Il Vetro

“il vetro non può riuscire in
nissun altro luogo del mondo…
in quella perfettione e bellezza
che si fa in detto Murano”.
(Leonardo Fioravanti
“Specchio di Scienza Universale”)

L’ arte del vetro nella storia

Per secoli il vetro ha stimolato la curiosità di chiunque venisse in contatto con tale materiale e pare che la sua origine antica risalga addirittura all’ età del ferro.
Secondo la leggenda tramandata da Plinio il Vecchio nella “Naturalis Historia”, la scoperta del vetro sarebbe avvenuta in maniera del tutto accidentale per merito di alcuni naviganti fenici, anche se alcuni reperti archeologici furono trovati in Medio Oriente attorno al 3.000 a.C.
In passato, dunque, il vetro era conosciuto in Egitto e a Roma ma l’arte vetraria raggiunse il suo più alto grado di perfezione a Venezia dove si lavorava a partire dal IX secolo.
Qui si praticava soprattutto l’ arte del mosaico, che i veneziani ereditarono dai bizantini, ma già dal X secolo si cominciò a passare dalla lavorazione degli smalti musivi a quella dei vetri soffiati.
Nel secolo XII il vetro era un’ attività manifatturiera ben organizzata.

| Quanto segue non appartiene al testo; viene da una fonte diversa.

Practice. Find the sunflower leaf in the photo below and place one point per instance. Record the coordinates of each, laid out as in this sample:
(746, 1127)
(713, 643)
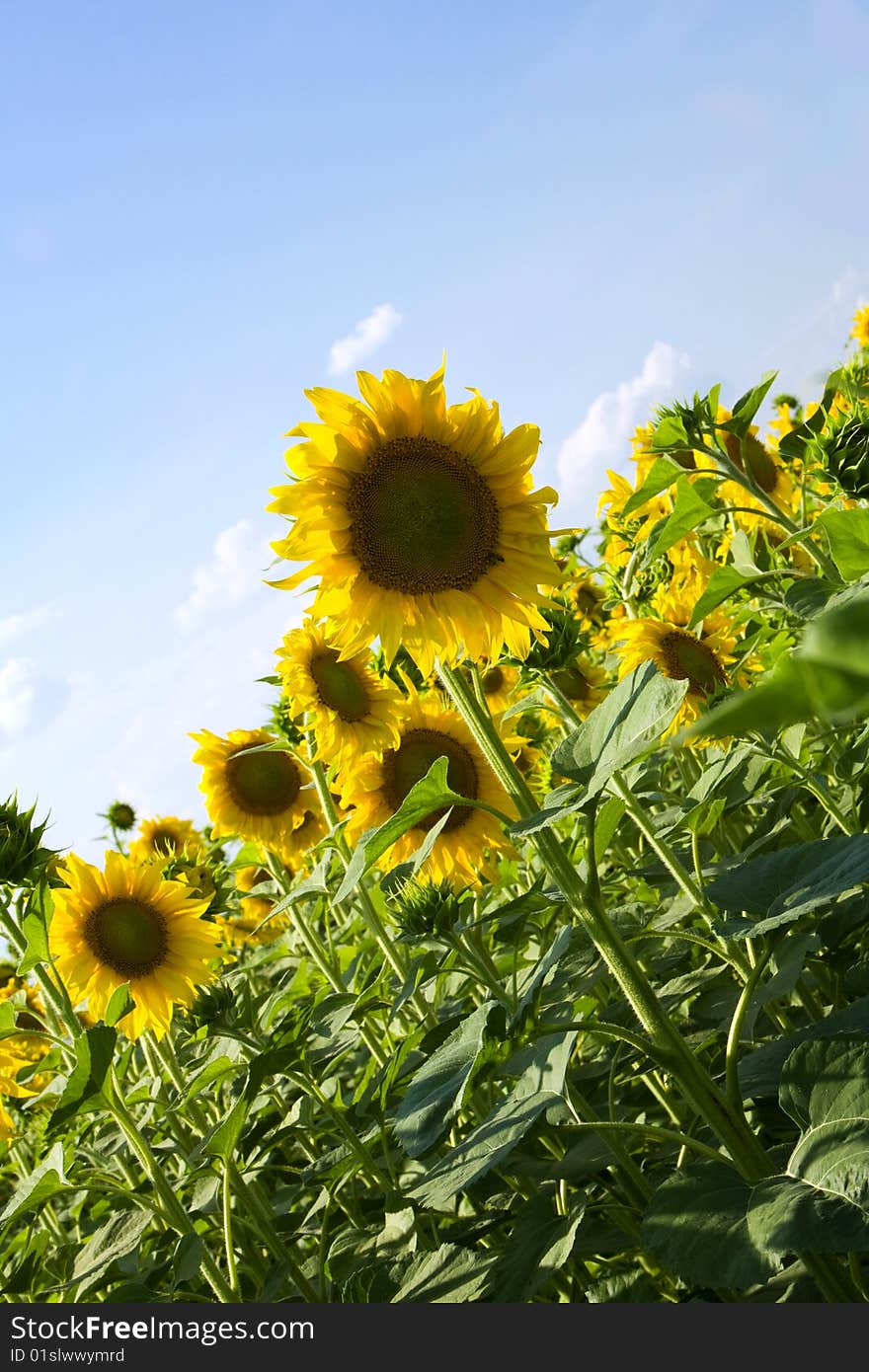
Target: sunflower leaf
(430, 794)
(621, 728)
(84, 1086)
(119, 1005)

Nel novembre del 1291 il Maggior Consiglio tramite un decreto legislativo impone la distruzione delle fornaci sancendo la loro concentrazione nella vicina isola di Murano.

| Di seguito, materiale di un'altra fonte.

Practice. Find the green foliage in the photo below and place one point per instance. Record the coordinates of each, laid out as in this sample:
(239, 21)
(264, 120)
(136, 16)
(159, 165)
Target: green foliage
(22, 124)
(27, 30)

In questa isoletta, dedicata quasi unicamente alla vetraria, si fabbricavano soffiati di uso comune come recipienti da tavola e vetri piani incolori e colorati per fanali e finestre, mentre continuava anche la preparazione di smalti e tessere musive.
Nel ‘400 si intensifica la produzione di prodotti soffiati nello stampo di forme di ogni genere infatti la lavorazione del vetro comincia ad evolversi fino a raggiungere il suo massimo nei secoli XV e XVI con l’ invenzione del vetro cristallo, ad opera di Angelo Barovier, e, più tardi, della filigrana.
Nel ‘600 il vetro si diffonde anche all’ estero dove vi è una produzione di vetri alla “façon de Venise” e nel secolo successivo la concorrenza per la moda del “cristallo boemo” era una minaccia per i vetri muranesi.
In quel periodo, in una fornace di Murano, si scoprì casualmente anche la pasta vitrea “avventurina” chiamata così perché la sua incerta e difficile riuscite era proprio un’ avventura.
Dopo la caduta della Repubblica di Venezia nel 1797 ad opera di Napoleone, l’industria del vetro subì un declino fino ad essere rilanciata a partire dalla metà del XIX secolo.
Oggi tra alti e bassi i muranesi cercano di preservare quest’ arte millenaria tramandata di padre in figlio nelle fornaci con le stesse tecniche e gli stessi segreti.
Il XX secolo comincia a murano con nuovi processi di lavorazione del vetro di foggia moderna.
Dopo l’interruzione dovuta alla prima guerra mondiale, le fornaci ripresero la produzione adottando uno stile essenziale e funzionale e subito dopo la guerra iniziarono le collaborazioni tra artisti e fornaci.
Si distinsero Ercole Barovier e Giulio Radi per l’ uso di coloranti metallici e Alfredo Barbini che modellò a caldo una serie di sculture.
Il vetro oggi viene ancora prodotto in ambito artigianale e girando per le vie è possibile trovare botteghe che mostrano semplici lavorazioni.
La nostra fabbrica, fondata da Giuseppe Furlan nel 1962, è proprio una di quelle.
La fornace è situata all’ interno del Palazzo Cappello del quale però oggi rimangono pochi resti infatti la facciata principale, che poggiava su di un porticato che si apriva lungo la sponda del canale, venne demolita all’ inizio del XIX secolo.
Il maestoso cortile è scomparso lasciando soltanto qualche arco murato e una vera da pozzo sepolta nel terreno con lo stemma di casa Cappello.
Il palazzo infatti fu della famiglia di Bianca Cappello  la quale ha ospitato nel luglio del 1574 Enrico III di Francia.
I maestri vetrai più distinti vollero accompagnare il Re in una barca foggiata a mostro marino con il ventre infuocato come una fornace intorno alla quale si lavoravano eleganti oggetti di vetro.
L’arte di lavorare il vetro appariva allora come oggi come un arte nobile.